Die beim Buttern oder Käsen abfallende Milch findet Verwendung zur Mast von Schweinen und Kälbern. Von
solchem Kleinvieh wird besonders nach St. Gallen
viel ausgeführt, wogegen grosses Schlachtvieh von auswärts bezogen werden muss. Da
die Landwirtschaft keine Cerealien und keine Gemüse liefert, so sind diese sehr teuer, und deshalb besteht die Nahrung der
Appenzeller Bevölkerung (ausser Milch und deren Derivaten) hauptsächlich aus Fleisch und Fleischwaren
(Würsten).

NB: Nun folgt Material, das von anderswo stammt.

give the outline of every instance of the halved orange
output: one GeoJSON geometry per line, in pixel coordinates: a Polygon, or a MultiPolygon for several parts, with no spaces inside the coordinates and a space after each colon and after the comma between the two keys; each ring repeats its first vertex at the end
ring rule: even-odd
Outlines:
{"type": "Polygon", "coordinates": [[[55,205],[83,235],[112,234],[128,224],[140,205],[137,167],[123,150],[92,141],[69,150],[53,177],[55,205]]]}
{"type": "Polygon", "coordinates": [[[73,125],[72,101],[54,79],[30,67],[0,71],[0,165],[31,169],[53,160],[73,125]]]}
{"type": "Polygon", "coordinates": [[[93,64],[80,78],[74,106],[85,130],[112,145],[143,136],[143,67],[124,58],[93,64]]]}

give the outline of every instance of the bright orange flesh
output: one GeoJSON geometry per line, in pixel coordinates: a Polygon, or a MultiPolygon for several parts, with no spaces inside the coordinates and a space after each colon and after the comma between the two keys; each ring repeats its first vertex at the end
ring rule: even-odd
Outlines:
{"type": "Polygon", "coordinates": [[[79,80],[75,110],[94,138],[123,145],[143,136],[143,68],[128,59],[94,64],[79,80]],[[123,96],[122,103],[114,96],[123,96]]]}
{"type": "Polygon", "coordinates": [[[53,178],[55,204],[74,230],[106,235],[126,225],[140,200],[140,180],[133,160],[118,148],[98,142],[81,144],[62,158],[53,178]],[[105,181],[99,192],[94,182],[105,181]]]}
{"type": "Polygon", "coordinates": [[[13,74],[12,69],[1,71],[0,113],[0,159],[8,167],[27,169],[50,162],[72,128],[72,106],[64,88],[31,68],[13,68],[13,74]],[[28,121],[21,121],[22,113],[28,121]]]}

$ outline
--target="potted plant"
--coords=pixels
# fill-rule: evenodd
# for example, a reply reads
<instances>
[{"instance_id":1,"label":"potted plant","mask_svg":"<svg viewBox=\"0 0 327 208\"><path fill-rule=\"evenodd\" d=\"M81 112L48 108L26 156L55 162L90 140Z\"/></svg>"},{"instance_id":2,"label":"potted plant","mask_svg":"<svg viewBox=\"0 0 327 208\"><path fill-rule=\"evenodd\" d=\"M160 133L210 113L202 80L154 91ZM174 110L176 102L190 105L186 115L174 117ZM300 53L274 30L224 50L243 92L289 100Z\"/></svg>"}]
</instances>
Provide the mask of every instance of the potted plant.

Im Jahre 1898 wurden geschlachtet: Ochsen 1665, Kühe 3254, Rinder 663, Stiere 748, Kälber 3911, Schweine 5187,
Pferde 107, Schafe 2087, Ziegen 641. Total 18263 Stück mit einem Fleischgewicht von 2222064 kilog.
2. Industrie. 64,8% der Bevölkerung leben von der Industrie. Nach der Statistik von 1890 sind folgende
Zweige vertreten:
a) Weberei. Leinwandweberei 29 Arbeiter;
Baumwollweberei (incl. Eisengarn) 3510 Arbeiter;
Mech. Weberei: 2 Fabriken mit 157 Arbeitern;
Seiden-Beuteltuchweberei 1519 Arbeiter.
b) Stickerei. Feine Handstickerei in Plattstich 146 Arbeiterinnen;
Grobstickerei in Kettenstich 52 Geschäfte;
Mech. Stickerei
in Plattstich 2428 Maschinen und 5181 Arbeiter (männl. und weibl. Sticker und Kinder);
Schiffli-Maschinenstickerei 88 Maschinen.
c) Zwirnerei. 18666 Spindeln, 275 Arbeiter.
d) Sengerei, Bleicherei, Appretur. 30 Etablissemente mit 1271 Arbeitern.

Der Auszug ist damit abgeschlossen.